Suçlu arayanlar: Herhangi bir olumsuzluğu başkalarına yükleyen bu insanlar; işlerin yolunda gitmemesinin gerçek nedenini kestiremezler. Her olumsuzluğun nedeni başkalarıdır. Başkalarının hatalarına çok duyarlıdırlar; güçlü önyargıları vardır. Bir işin sorumlusunu başkaları gördükleri için çözüm arama işini bırakırlar.
Öneri: Herhangi bir durumun nedeni başkaları olabilir; sizin aleyhinize çalışabilirler; tüm dünya kötülerle dolu olabilir. Kendi işinizden sorumlusunuz. Kendi sorumluluğunuza odaklanın. Bir işte başarısızlığın nedeni gerçekten dış faktörler olabilir; yani kötü bir patron; berbat bir öğretmen; anlayışsız iş arkadaşları olabilir. Sorun bunlara rağmen bir işi başarabilmektir.
Mükemmeliyetçiler: Aslında çok başarılı olabilecekken; ayrıntılarda takılıp kaldıkları için geneli kaçıranlardır. Ayrıntı ile geneli ayırt edemezler. Yaptıkları işle alakası olmayan konulara bile takılabilirler. En doruyu yapma istekleri ayaklarına takılır.

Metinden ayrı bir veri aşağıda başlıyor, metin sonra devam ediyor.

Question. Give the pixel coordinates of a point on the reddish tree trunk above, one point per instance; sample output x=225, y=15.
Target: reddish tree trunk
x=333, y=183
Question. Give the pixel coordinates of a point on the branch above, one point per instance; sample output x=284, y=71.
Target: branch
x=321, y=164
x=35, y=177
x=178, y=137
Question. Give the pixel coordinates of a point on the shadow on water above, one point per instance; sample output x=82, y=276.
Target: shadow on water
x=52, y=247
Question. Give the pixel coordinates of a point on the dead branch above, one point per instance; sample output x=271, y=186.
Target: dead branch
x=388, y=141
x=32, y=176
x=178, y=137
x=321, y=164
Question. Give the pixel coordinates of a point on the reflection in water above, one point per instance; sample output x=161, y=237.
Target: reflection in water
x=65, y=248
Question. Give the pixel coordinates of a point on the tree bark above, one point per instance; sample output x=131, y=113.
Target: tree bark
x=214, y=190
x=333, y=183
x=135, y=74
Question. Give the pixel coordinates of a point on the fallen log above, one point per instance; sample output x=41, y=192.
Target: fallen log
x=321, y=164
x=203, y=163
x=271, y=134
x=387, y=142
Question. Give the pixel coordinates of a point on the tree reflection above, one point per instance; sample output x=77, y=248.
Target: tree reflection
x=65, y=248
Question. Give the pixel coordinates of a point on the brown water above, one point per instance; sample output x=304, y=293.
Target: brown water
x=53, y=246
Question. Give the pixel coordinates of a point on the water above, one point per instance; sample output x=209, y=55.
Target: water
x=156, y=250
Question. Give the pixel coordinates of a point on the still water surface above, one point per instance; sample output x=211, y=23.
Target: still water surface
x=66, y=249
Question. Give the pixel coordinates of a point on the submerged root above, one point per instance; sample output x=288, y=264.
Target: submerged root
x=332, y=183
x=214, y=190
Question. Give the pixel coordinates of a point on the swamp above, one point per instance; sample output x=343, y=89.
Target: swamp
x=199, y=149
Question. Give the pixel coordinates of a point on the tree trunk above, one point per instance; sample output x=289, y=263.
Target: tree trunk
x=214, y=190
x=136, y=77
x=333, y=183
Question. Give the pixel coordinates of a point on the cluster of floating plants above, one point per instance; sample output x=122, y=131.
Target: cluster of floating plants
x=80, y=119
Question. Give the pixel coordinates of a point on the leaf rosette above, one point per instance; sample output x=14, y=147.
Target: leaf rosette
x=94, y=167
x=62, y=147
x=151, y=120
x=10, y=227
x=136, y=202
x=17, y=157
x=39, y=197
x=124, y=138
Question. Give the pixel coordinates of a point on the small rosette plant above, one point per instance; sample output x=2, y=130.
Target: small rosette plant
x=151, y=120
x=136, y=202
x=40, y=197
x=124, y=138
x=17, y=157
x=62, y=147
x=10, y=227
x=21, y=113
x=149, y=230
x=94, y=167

Öneri: Takılıp kaldığınızda başkasından yardım isteyin. Gerildiğiniz konu çok önemsiz olabilir. Siz çok başarılı olursunuz sadece küçük pürüzlerin hayatın parçası olduğunu kabullenebilmelisiniz. Ayrıntı ile genel arasındaki ilişkiyi görebilmelisiniz. Ayrıntıya takılıp kaldığınız zamanlarda sizi uyarması için çevrenizde güvendiğinizi birilerini görevlendirebilirsiniz..
Kendilerine inanmayanlar: Bir insanın kendisine saygısının olması; kendi yeteneklerine güvenmesi; gerçek potansiyelini fark etmesi gerekir. Bazılarımız bu konuda gerçekten şanssızdırlar. Ya çok eleştirildiklerinden ya da uygun ortam bulamadıklarında gizil güçleri ortaya çıkmamıştır.
Öneri: Annenizin; babanızın; öğretmenlerinizin sizinle ilgili olumlu görüşleri olmamış; herhangi bir konuda teşvik edilmemişseniz bir işe başlamakta çekingen davranabilirsiniz. Bu son derece normal; ancak kendi sınırlarınızı zorlamayı denemelisiniz.
Başarabileceğiniz işler seçin; küçük adımlarla ilerleyin; gerçek potansiyelinizin ortaya çıkması için caba gösterin. Gerçek yeteneklerinizi fark edin.
Başarısız insanların gerçekte olan ancak önemsenmemiş ya da fark edilmemiş bir çok yetenekleri vardır. Başkalarına odaklanmayı bırakın.
Farkında olmadan zayıf olan bir özelliğinizi genelliyor olabilirsiniz. Zayıf yönünüz bırakın zayıf olarak kalmaya devam etsin siz güçlü olduğunuz alana ağırlık verin.